The danger of deep networksUp to Benchmarks
The danger of deep networksPosted by Giacomo Indiveri at February 27. 2015
I start from the assumption that:
- our goal is to design a neuromorphic computing system that processes sensory signals (e.g. audio) for basic decision making (e.g., as the outcome of a recognition or classification task)
- we will attempt to minimize latency and power consumption
- we will not have access to additional external resources (e.g. "the cloud")

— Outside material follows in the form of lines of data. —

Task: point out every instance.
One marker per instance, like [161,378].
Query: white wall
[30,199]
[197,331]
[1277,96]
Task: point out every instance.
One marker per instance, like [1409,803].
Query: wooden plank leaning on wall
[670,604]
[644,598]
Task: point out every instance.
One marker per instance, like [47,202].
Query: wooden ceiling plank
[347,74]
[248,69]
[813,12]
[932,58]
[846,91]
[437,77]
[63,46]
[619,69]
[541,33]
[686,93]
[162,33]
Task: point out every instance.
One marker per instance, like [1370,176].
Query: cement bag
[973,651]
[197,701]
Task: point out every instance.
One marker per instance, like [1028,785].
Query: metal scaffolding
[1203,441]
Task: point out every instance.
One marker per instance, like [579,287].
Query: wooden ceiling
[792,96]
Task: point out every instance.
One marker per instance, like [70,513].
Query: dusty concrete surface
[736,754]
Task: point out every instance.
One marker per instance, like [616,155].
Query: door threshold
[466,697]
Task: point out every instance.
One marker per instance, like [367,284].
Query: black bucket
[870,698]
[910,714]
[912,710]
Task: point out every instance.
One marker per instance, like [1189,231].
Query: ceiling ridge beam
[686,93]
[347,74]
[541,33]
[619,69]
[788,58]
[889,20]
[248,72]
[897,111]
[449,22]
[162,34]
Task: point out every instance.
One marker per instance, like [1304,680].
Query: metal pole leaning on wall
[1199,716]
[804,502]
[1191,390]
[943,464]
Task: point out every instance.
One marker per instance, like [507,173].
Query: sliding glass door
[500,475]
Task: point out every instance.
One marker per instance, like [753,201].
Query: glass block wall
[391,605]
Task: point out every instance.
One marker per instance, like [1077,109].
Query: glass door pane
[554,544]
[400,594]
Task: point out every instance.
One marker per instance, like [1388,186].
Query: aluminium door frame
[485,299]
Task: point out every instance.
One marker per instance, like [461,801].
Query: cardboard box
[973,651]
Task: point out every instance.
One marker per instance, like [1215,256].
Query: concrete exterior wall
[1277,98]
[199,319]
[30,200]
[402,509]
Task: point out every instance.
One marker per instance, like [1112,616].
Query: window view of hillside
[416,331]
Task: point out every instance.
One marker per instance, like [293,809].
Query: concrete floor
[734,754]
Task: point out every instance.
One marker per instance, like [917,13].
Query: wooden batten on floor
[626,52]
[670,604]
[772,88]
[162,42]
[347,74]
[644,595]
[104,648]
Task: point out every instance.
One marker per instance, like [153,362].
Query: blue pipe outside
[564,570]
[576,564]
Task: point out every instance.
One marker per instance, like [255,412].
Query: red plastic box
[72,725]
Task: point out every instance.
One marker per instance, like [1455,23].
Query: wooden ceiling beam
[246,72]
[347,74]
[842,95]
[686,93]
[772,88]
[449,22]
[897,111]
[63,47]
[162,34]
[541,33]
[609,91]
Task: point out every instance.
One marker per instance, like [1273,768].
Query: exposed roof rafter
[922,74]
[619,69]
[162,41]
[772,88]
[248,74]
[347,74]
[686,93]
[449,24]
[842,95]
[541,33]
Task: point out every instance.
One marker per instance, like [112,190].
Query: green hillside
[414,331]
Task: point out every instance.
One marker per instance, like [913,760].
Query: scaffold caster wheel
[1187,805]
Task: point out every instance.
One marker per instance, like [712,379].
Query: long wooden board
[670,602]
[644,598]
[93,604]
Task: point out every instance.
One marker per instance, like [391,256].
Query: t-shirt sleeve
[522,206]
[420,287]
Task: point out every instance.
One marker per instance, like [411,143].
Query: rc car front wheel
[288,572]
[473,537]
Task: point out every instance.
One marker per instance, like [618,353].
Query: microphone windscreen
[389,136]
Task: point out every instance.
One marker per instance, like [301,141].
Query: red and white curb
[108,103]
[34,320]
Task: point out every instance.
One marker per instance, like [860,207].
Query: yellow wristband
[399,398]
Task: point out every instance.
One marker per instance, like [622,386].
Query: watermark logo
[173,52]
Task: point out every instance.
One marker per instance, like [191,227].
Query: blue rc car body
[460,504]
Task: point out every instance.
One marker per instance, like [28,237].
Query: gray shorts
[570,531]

Re: The danger of deep networksPosted by Herbert Jaeger at February 27. 2015
I totally agree with Giacomo (although this spoils his intention to spur a hot discussion!). The current standard benchmarks in machine learning are run under quite different premises than what our project is aiming at, and we can't hope to excel in them at their face value. But I don't think we actually compete in the current Deep Learning community. Their application scope, while impressing, is actually quite limited: essentially it boils down to what machine learning people would call supervised regression tasks. But beyond those tasks there are entire classes of tasks and aspects of tasks that are important but currently a bit out of fashion in machine learning:
- online signal processing
- multiple-timescale memory functionalities
- "lifelong learning" capabilities, that is, extending a learnt model during exploitation when good new training data come along
- reactive systems that are tied in a sense-act loop (all kinds of robot applications, and human-computer-interfacing)
Task aspects that are unconventional in current mainstream ML but that we must address are robustness w.r.t. noise, low parameter precision, parameter drift (I don't know whether that's an issue), local hardware failures, variances across different copies of a chip. If we show that we can address such aspects then we are really innovative, not riding the mainstream. The proposal should contain some text explaining that we don't do deep learning in the first place (needs to be stated explicitly these days where almost everybody equates ML with deep learning). And we have to think of appropriate benchmarks of our own making (but should scan the literature whether there are benchmarks out there targetting noise robustness etc).
Re: The danger of deep networksPosted by Bernabe Linares-Barranco at March 01. 2015
There is one thing I would like to clarify/comment on spiking nets, in relation to a sentence from Herbert on his email of Feb 21st: "spiking dynamics need to be integrated in time to yield such
analog values". Yes, there is a very obvious way to map from analog-valued continuous neurons to spiking neurons, which is integrating the spikes to obtain such analog value. But this is highly inefficient and yields an explosion of spikes: for example, if you use an 8-bit precision for the analog values you need to map 0 to 255 spikes in a given time interval for each neuron.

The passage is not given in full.